We have had a long, good working relationship with Shell. A few years ago, we sold them our exploration assets across the portfolio in terms of the frontier licenses. We signed the term loan with them in the Gulf, and for a couple of years now, we have been having an ongoing conversation around how we can collaborate in the Gulf. Clearly, they are the largest producer in the area, and they have access to a bunch of infrastructure, which—as we push forward our strategy around ILX in the Gulf—having access to infrastructure is helpful. We have been discussing for some time how we can put together our capabilities to create a mutual benefit for both companies. So we agreed an alliance to start around the Norfolk trend. We had some prospects; they had some prospects in and around Appomattox that made sense to combine and then basically work to jointly develop that infrastructure and create a good partnership where we can use both companies’ capabilities—there is around drilling and production, ours on the accelerated development—to create value for both companies.

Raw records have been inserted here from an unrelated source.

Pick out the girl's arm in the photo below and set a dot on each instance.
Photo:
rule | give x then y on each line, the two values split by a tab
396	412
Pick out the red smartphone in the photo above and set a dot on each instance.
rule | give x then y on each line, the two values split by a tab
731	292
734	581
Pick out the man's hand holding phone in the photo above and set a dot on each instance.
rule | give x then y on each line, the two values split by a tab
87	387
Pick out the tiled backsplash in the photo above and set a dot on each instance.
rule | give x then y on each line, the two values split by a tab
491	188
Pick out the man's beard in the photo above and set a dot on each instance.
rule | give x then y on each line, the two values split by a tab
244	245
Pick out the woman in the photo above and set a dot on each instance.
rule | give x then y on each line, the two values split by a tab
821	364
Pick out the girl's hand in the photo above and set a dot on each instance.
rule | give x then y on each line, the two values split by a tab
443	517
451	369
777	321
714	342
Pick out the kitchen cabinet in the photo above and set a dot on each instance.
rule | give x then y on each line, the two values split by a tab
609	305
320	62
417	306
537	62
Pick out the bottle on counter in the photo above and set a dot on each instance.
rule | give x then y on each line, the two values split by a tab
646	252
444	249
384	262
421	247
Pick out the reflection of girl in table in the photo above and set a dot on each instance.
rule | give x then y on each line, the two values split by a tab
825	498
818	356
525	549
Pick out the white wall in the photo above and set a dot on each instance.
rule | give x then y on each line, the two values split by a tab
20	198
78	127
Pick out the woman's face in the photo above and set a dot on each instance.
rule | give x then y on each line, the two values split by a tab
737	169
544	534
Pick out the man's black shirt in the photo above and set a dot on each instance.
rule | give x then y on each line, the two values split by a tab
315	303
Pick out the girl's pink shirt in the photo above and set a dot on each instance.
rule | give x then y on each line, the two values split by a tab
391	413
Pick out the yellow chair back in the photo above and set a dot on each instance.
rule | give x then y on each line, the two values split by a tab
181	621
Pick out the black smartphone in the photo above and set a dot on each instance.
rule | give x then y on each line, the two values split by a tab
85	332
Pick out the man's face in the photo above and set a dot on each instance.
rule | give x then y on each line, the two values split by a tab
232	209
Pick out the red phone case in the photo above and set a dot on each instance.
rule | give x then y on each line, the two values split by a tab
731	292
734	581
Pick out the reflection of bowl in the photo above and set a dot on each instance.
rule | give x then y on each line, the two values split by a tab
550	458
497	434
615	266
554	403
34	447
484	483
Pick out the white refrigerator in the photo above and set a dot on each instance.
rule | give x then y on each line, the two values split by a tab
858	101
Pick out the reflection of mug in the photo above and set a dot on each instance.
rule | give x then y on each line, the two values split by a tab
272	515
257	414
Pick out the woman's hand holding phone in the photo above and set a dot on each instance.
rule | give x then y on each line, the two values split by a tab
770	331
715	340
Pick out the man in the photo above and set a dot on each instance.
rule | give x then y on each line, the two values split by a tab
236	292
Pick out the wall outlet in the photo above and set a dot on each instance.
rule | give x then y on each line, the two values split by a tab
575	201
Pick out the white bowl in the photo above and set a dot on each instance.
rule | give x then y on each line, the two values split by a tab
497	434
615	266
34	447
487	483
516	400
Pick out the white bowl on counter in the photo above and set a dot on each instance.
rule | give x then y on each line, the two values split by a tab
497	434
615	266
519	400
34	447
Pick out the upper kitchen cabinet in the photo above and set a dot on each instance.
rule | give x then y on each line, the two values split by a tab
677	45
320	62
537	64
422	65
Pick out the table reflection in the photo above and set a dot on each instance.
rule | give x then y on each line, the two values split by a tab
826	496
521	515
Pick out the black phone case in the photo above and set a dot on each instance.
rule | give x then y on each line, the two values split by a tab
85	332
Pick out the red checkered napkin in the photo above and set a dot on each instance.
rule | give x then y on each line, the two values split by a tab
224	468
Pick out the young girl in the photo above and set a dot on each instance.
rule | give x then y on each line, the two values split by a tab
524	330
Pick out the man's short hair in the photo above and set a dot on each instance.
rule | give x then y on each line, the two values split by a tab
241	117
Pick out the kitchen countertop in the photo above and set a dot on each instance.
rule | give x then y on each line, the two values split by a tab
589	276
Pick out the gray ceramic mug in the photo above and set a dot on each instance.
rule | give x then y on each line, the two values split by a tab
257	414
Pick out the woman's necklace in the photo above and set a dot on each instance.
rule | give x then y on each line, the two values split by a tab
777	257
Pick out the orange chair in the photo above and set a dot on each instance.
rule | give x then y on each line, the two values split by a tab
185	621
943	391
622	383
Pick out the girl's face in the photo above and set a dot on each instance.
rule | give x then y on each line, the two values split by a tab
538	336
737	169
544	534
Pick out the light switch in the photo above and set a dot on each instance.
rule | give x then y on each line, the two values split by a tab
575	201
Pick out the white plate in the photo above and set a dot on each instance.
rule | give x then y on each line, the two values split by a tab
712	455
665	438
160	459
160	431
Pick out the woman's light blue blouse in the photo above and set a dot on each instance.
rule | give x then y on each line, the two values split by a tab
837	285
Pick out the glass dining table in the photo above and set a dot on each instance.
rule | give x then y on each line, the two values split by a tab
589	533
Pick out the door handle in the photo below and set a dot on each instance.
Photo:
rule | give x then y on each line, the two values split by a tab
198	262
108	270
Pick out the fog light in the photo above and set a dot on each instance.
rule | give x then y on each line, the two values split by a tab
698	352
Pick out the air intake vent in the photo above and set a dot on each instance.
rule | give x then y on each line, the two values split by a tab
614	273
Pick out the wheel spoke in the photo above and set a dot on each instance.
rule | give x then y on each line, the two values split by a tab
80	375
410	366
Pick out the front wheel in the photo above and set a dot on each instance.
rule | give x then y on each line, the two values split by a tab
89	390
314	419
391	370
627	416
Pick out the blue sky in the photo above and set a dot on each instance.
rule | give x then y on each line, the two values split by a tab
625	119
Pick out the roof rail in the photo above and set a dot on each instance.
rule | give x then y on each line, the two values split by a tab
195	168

There continues to be more that we can do together, and we are happy to formalize the first step and continue to move things forward.

Andrew G. Inglis

Management

And if I could add, Mark, it is not just about the license exchange. There is a commitment to drill Trailblazer, which is the high-ranker between us, in early 2027. Again, it is about a theme around ILX. This is Norfolk, but it is ILX around Appomattox where there is knowledge available on the host platform. I like the coming together. They have huge knowledge of Norphlet development, so being able to leverage their knowledge onto our prospects has been great. And clearly, for them, it is about finding how they high-grade and create a larger inventory to drill. Lots to do now, and we look forward to updating you on Trailblazer when we get started.

Mark Wilson

Analyst

And then one point, a bit of housekeeping here. On your group production guidance, the 70 to 78, can you let us know where Equatorial Guinea sits in that? Is there a number?

Neal D. Shah

Management

Yes, so it is dug in the footnotes, but it is about 6,000 barrels a day in the guidance on average that is contributed by Equatorial Guinea. It is in the full-year guidance. Given the uncertain closing time—whether it closes exactly in Q2 or Q3—we will reissue guidance, but we have broken out the components in the footnote so that you can make an assumption around that and therefore the impact to the full year depending on when it closes.

Andrew G. Inglis

Management

And equally true, all the costs from Equatorial Guinea are in the year as well. So when it is closed, some production will come out and also some costs will come out—these are a chunk of costs that come out of the business.

Mark Wilson

Analyst

Got it. Okay. Great. Thank you. I will hand it over.

Andrew G. Inglis

Management

Appreciate it. Thank you.

Operator

Operator

Thank you. With no further questions in queue, that concludes our question-and-answer session. Thank you all for joining. You may now disconnect.